From 2001 to 2002 he was Chief Engineer of the Intelligence, Surveillance, and Reconnaissance Integration Systems Program Office at the Air Force Electronic Systems Center, Hanscom Air Force Base. Before joining MITRE, he worked at The Analytic Sciences Corporation and RCA Automated Systems, and has been Adjunct Professor of Electrical and Computer Engineering and lecturer at Northeastern University.
He has authored or co-authored more than 60 research publications in journals, conferences, and book chapters, and authored Engineering Satellite-Based Navigation and Timing: Global Navigation Satellite Systems, Signals, and Receivers (Wiley-IEEE Press, 2015). He is co-inventor on four patents and patent applications.

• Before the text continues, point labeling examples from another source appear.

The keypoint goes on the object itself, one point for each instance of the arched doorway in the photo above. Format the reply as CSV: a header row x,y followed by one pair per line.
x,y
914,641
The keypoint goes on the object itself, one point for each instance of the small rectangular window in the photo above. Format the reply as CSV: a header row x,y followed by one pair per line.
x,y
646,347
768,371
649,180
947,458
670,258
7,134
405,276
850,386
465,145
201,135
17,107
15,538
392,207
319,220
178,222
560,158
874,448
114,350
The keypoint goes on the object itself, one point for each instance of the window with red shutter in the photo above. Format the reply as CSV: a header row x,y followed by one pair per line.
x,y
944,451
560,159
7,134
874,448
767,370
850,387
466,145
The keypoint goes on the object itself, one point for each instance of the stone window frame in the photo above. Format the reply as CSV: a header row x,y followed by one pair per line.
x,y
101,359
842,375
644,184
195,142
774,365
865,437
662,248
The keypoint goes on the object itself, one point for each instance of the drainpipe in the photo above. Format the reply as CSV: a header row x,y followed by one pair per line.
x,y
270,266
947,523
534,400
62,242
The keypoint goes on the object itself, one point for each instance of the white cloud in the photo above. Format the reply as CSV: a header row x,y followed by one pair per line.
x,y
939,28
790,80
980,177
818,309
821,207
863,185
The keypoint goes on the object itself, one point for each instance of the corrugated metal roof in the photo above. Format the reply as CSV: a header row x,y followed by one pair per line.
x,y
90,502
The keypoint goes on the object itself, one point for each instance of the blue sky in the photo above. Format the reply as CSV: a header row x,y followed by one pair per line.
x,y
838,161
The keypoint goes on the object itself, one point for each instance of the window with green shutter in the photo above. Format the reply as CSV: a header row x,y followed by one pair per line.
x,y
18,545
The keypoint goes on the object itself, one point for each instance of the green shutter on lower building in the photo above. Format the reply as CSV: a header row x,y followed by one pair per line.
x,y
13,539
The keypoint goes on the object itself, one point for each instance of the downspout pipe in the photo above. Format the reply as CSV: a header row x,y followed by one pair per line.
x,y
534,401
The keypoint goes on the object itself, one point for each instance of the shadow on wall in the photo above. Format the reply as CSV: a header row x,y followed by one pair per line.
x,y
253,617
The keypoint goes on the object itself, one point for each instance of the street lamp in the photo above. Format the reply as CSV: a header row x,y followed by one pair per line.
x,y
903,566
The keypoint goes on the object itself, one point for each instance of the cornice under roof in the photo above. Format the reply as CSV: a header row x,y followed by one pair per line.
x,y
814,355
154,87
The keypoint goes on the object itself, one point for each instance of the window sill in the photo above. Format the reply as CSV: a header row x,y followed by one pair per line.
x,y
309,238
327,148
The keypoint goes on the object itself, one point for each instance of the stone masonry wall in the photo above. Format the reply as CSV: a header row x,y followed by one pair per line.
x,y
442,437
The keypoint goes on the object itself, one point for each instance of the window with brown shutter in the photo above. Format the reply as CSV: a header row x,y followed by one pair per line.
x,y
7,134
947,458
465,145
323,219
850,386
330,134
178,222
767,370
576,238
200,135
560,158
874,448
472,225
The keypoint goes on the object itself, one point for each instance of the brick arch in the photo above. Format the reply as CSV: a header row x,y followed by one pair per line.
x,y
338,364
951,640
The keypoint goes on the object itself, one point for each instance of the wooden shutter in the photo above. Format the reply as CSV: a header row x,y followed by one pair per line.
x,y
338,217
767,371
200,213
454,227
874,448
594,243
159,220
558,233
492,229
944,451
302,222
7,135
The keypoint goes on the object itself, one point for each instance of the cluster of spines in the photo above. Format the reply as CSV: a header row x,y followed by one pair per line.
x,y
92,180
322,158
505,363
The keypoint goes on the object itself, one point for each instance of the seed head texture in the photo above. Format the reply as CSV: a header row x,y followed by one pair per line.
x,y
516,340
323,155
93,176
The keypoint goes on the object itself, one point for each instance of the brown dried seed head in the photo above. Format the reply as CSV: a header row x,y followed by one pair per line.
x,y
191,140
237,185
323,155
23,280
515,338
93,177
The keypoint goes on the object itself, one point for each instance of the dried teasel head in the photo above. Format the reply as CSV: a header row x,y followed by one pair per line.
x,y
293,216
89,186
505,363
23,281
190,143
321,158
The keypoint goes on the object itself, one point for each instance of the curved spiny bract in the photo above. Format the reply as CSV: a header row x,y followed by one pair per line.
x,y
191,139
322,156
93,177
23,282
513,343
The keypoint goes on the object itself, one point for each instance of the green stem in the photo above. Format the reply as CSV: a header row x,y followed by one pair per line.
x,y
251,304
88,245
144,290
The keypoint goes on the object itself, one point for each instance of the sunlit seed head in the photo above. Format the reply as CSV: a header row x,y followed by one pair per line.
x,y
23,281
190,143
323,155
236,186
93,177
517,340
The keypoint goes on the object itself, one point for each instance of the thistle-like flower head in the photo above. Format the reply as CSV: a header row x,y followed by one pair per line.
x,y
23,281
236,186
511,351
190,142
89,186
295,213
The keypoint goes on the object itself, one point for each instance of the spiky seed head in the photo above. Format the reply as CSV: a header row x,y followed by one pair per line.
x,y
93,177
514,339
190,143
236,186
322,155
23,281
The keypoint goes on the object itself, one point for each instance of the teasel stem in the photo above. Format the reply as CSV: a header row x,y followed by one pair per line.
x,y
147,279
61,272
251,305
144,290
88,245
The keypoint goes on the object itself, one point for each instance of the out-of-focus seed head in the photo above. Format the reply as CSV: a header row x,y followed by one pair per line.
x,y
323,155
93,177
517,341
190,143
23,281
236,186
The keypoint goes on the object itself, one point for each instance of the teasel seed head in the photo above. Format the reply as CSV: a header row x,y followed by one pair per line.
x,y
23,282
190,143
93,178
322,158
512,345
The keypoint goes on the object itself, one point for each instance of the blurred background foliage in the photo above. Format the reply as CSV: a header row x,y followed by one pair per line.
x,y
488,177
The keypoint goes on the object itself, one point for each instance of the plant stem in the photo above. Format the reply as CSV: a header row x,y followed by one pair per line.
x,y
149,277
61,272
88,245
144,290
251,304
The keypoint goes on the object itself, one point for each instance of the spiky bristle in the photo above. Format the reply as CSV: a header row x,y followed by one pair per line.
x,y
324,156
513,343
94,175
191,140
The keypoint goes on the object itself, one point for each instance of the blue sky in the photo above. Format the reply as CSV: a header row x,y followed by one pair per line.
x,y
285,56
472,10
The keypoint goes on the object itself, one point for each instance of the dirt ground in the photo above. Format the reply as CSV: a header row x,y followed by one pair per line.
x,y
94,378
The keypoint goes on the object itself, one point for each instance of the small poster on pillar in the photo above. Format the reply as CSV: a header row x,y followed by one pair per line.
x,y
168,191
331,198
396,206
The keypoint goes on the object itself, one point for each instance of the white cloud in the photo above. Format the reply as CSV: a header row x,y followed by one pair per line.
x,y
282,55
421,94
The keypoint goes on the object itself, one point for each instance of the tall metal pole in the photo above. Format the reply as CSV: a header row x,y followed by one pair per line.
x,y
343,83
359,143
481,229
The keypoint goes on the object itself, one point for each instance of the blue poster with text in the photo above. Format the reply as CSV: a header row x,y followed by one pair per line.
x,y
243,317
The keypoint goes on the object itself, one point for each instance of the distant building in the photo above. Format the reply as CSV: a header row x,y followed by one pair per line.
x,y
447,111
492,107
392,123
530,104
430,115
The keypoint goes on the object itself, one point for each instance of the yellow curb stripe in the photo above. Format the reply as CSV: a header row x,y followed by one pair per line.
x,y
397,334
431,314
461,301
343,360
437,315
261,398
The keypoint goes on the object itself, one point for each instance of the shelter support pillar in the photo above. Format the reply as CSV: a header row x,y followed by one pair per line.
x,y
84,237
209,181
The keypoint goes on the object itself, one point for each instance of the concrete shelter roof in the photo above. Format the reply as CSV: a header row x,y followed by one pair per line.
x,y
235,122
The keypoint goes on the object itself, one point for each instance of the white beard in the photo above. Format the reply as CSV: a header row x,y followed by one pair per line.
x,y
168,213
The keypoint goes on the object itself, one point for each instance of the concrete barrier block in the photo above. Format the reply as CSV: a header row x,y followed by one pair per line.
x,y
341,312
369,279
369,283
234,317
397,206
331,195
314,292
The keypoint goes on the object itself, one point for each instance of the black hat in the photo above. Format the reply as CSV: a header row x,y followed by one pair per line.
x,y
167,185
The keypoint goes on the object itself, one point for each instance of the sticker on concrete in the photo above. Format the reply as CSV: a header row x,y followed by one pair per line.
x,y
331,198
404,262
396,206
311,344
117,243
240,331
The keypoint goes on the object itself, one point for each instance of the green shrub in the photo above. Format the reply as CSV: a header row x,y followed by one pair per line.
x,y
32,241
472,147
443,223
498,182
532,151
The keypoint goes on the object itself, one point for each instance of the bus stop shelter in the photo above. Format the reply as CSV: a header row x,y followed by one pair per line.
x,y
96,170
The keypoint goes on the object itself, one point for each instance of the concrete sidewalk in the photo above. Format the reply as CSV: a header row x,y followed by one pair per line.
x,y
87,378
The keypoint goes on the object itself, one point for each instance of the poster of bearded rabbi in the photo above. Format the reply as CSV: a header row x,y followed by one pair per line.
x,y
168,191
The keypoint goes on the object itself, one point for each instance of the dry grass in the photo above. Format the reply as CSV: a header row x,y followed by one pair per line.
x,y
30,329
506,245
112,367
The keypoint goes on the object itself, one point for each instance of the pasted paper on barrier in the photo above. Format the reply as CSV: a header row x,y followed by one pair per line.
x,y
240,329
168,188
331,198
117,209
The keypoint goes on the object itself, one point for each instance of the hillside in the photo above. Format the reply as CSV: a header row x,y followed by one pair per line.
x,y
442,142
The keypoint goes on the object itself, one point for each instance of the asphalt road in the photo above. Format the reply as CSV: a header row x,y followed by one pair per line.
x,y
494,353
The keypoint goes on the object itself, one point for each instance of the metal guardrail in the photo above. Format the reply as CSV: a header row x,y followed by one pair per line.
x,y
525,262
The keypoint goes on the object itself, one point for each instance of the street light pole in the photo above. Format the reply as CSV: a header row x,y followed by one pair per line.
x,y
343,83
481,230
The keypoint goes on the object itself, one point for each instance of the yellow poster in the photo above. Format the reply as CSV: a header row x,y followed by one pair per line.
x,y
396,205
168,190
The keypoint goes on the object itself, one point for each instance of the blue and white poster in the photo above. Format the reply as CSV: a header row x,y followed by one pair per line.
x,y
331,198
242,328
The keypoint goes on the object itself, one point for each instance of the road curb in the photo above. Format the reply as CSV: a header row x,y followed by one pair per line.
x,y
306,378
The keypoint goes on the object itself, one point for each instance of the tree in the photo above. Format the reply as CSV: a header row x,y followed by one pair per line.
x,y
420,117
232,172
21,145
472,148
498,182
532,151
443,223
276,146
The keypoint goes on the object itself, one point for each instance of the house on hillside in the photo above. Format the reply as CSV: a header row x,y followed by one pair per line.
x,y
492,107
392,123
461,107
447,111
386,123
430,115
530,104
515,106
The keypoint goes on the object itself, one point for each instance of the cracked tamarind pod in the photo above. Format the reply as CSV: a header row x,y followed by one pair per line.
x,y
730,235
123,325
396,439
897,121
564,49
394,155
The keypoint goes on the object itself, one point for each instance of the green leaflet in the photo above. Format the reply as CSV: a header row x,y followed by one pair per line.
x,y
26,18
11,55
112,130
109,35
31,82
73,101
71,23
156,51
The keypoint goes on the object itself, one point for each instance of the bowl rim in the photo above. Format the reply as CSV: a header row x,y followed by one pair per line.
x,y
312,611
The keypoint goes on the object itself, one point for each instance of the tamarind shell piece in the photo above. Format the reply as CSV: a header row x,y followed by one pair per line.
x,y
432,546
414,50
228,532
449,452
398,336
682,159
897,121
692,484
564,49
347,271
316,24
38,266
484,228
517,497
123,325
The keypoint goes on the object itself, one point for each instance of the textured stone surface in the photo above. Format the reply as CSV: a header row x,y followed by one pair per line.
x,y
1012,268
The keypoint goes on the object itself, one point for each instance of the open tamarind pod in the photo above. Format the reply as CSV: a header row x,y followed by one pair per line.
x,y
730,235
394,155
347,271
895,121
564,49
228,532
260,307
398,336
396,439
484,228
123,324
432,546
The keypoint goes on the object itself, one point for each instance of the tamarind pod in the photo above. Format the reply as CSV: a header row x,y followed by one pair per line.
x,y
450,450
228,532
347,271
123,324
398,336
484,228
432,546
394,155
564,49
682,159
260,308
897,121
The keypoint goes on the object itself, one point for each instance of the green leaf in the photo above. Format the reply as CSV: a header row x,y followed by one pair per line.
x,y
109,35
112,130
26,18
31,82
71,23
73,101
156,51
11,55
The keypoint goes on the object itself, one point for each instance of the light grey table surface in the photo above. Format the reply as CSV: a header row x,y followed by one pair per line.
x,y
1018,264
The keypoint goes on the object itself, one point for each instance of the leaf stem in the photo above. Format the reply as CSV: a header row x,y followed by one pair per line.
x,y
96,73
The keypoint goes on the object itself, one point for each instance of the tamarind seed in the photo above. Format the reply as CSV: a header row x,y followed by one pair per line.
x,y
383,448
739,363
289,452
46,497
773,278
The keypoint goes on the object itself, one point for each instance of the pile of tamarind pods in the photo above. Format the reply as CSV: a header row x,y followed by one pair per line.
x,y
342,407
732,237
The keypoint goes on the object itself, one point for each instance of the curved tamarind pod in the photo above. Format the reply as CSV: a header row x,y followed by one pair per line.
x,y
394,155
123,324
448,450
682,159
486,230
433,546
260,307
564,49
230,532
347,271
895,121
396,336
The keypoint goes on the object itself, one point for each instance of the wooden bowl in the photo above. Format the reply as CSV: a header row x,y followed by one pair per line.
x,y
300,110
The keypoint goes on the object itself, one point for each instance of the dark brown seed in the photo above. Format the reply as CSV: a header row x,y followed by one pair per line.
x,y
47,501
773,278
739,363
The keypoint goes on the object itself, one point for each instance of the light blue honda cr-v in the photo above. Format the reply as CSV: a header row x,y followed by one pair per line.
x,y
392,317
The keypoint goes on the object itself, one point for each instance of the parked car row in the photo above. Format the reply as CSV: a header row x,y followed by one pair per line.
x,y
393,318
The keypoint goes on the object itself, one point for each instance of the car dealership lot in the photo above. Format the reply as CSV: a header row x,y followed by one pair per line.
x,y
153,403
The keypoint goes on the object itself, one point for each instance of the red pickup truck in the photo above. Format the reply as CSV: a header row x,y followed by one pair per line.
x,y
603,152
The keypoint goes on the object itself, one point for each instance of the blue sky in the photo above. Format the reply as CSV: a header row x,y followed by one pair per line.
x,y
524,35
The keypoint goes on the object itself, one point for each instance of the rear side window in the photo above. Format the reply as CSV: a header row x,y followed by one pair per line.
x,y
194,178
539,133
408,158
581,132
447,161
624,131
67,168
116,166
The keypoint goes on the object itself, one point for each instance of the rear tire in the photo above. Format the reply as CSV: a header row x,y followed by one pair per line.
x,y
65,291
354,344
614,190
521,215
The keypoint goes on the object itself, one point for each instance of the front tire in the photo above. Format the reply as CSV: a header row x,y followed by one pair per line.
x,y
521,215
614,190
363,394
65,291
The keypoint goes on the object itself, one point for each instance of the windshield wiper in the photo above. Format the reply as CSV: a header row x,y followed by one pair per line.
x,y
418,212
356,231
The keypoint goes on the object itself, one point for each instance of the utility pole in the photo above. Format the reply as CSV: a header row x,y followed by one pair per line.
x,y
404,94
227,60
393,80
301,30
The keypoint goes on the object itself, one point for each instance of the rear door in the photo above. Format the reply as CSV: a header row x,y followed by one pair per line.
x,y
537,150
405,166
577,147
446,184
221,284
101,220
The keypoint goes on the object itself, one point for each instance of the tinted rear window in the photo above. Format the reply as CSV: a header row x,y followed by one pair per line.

Awards include Fellow of the Royal Institute of Navigation (2020), Institute of Electrical and Electronic Engineers (IEEE) Life Fellow (2020); inductee to the Global Positioning Systems (GPS) Hall of Fame (2019), Honorary Membership in the International Association of Institutes of Navigation (IAIN) (2018), IAIN’s John Harrison Award (2015); Secretary of the Air Force Distinguished Public Service Award (2014), the Air Force’s highest public service award to a private citizen; Institute of Navigation (ION) Satellite Division’s Johannes Kepler Award (2013); ION Thurlow Award (2011); IEEE Fellow (2009); IEEE Aerospace and Electronic Systems Society Carlton Best Paper Award (2009); MITRE Trustees’ Award for international leadership in advancing global positioning, navigation, and timing (2008); one of GPS World Magazine’s “Fifty Leaders to Watch in GNSS” (2008); ION Fellow (2006); U.S. State Department Superior Honor Award (2004); MITRE President’s Award for Contributions to GPS/Galileo Negotiations (2004); ION Burka Best Paper Award (2001); MITRE President’s Award for Contributions to GPS Modernization Design (1999); MITRE Best Paper Award (1995); Best Paper Award, IEEE Acoustics, Speech, and Signal Processing Society (1986); doctoral studies sponsored by the RCA Graduate Studies Program. He received a BSEE with high honors from University of Rochester (1976), and Masters (1979) and PhD (1984) Degrees in Electrical and Computer Engineering from Northeastern University.